More importantly, we do have a monied class in our community, and like Wendall Pierce, it needs to decide to create products and services that are needed in our community and not just buy a house with marble countertops and star in basketball housewives while driving an expensive set of cars.  

The entrepreneur that I look up to the most is Magic Johnson. I wish there were more Johnson's in the world, and not because my mom's maiden name is Johnson. He took his wealth from his career as an extraordinary basketball player and has created a business empire that resonates today in a great many communities.  He proved that black inner city residents want products and services too.  His creation of movie theater complexes in Watts, CA and Harlem, USA completely changed these areas. Creating an artistic anchor in the community paved the way for other big box stores to move in.  Countless other urban centers, like Newark and Washington, DC have used this same basic model to spark business in their communities by investing in arts centers to attract tourism and nighttime entertainment.  Harlem started to flourish because after people went to the movies, they wanted something to eat, or wanted to listen to some music at a club, or buy some clothes before hand, or go to a spa.  All of these types of businesses are flourishing in Harlem now. They employ people in the community and people from outside Harlem visit and spend money there regularly. 

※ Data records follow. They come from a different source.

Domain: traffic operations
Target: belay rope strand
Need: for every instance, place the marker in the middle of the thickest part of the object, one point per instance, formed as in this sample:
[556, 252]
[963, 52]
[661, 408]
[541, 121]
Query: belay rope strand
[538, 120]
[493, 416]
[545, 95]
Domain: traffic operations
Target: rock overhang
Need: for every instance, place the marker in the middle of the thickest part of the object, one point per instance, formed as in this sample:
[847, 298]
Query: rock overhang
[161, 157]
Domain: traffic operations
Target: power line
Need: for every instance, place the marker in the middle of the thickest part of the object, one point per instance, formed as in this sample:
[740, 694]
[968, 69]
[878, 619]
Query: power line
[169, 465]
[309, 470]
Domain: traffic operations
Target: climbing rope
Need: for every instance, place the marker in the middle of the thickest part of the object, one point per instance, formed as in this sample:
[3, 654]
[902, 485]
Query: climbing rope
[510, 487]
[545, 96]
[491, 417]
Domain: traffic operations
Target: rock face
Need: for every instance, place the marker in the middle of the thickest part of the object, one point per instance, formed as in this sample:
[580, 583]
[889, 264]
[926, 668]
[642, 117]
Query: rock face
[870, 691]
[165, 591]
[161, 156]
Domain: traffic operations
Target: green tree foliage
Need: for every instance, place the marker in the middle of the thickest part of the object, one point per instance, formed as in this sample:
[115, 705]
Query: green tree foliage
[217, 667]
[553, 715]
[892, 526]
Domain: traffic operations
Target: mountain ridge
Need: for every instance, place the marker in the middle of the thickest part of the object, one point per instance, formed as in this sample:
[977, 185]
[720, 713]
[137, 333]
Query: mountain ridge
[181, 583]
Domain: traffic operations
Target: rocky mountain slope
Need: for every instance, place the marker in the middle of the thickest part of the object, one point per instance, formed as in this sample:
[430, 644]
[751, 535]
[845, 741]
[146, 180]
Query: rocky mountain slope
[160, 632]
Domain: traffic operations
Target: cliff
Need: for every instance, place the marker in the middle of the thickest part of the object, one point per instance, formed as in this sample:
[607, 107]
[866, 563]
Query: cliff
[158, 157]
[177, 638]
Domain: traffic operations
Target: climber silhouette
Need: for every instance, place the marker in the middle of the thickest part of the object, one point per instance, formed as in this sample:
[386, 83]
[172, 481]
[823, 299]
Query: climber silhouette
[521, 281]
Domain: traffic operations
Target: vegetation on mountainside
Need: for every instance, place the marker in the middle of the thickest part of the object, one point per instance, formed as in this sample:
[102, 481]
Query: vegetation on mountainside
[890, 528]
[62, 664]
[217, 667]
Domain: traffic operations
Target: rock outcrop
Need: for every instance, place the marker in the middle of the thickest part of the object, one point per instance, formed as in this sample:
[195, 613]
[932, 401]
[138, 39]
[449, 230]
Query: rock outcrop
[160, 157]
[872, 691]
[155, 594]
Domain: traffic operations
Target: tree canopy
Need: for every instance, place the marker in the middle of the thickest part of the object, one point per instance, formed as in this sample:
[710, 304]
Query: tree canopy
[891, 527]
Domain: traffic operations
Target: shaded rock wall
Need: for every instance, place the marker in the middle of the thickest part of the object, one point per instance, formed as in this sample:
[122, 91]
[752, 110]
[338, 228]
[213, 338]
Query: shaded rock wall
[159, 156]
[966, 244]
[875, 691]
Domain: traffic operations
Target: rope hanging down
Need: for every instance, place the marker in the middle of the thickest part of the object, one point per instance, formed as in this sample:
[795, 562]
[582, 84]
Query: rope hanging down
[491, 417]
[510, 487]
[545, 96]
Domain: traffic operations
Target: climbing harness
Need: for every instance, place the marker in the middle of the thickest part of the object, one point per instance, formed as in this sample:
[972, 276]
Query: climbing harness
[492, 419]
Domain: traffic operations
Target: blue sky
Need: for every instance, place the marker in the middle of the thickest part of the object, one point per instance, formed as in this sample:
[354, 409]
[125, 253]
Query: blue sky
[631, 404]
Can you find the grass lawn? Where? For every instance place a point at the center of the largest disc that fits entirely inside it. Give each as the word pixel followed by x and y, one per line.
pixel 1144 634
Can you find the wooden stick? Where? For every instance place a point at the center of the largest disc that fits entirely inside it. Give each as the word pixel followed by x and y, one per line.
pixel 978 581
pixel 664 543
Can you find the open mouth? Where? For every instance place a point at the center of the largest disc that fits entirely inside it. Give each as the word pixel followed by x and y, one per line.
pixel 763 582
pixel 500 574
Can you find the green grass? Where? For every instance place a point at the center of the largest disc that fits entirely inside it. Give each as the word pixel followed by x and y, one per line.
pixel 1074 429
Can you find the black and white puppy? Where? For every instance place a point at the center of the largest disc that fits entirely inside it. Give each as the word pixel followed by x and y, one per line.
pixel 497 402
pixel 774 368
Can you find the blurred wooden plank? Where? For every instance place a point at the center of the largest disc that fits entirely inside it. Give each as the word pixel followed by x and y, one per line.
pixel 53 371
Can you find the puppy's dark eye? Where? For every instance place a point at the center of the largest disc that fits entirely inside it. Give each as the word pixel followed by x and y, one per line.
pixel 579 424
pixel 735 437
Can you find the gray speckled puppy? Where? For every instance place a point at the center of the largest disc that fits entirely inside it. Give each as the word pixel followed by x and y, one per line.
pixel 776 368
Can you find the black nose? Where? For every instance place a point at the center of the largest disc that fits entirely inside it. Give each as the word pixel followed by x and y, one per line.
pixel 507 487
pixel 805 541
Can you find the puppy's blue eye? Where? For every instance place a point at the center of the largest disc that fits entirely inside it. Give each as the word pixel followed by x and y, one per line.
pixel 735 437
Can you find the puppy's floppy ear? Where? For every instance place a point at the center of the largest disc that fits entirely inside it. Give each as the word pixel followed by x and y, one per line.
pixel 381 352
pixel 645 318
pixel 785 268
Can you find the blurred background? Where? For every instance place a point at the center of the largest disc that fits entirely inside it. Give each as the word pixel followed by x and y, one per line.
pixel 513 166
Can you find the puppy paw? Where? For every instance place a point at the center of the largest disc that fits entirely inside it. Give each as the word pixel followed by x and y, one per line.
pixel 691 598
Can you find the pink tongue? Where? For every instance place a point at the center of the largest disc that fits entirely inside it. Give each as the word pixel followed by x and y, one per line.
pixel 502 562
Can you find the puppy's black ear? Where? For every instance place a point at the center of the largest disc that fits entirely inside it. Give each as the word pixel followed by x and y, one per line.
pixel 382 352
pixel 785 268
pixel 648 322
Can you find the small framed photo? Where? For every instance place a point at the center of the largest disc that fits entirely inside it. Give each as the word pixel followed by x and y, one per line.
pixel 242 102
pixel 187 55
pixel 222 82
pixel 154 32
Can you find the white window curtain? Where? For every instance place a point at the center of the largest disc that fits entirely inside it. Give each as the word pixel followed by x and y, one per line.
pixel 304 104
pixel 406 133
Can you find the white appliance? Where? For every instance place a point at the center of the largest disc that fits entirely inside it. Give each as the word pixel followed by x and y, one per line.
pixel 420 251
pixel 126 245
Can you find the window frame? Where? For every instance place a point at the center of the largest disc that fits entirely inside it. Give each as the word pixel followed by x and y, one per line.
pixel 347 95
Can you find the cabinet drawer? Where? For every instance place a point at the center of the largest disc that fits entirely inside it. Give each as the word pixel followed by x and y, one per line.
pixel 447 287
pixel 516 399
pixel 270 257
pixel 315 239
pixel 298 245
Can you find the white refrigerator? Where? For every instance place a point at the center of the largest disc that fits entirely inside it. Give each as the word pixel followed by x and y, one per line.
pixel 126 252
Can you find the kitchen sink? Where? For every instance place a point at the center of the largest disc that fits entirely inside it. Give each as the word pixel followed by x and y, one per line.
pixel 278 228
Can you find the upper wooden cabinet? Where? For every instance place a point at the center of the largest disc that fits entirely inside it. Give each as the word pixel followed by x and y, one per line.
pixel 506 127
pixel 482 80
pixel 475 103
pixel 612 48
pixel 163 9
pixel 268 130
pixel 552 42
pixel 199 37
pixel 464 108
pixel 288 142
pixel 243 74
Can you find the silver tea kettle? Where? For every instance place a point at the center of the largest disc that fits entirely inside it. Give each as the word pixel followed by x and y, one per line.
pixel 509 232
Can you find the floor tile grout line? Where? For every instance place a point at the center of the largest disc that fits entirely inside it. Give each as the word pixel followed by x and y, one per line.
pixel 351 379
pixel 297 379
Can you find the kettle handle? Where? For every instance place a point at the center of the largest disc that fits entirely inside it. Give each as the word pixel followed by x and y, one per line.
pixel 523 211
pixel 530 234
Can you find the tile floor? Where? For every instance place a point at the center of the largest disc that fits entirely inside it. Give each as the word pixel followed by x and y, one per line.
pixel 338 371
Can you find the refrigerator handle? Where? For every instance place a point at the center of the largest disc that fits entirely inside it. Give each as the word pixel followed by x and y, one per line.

So it's a two pronged approach: we need to create businesses at every level, and those with money in the black community need to diversify their business ideas, not just limiting their vision to a fashion or liquor line.  Then we as black people need to patronize those businesses because as my mother always used to say: We've got to support the business in our community because if we don't support us, who will?

It is high time for black people on all points of the wealth ladder to consciously decide that we will invest more within our communities. With more money going into those local businesses, they will hire more workers, hopefully lifting everyone up.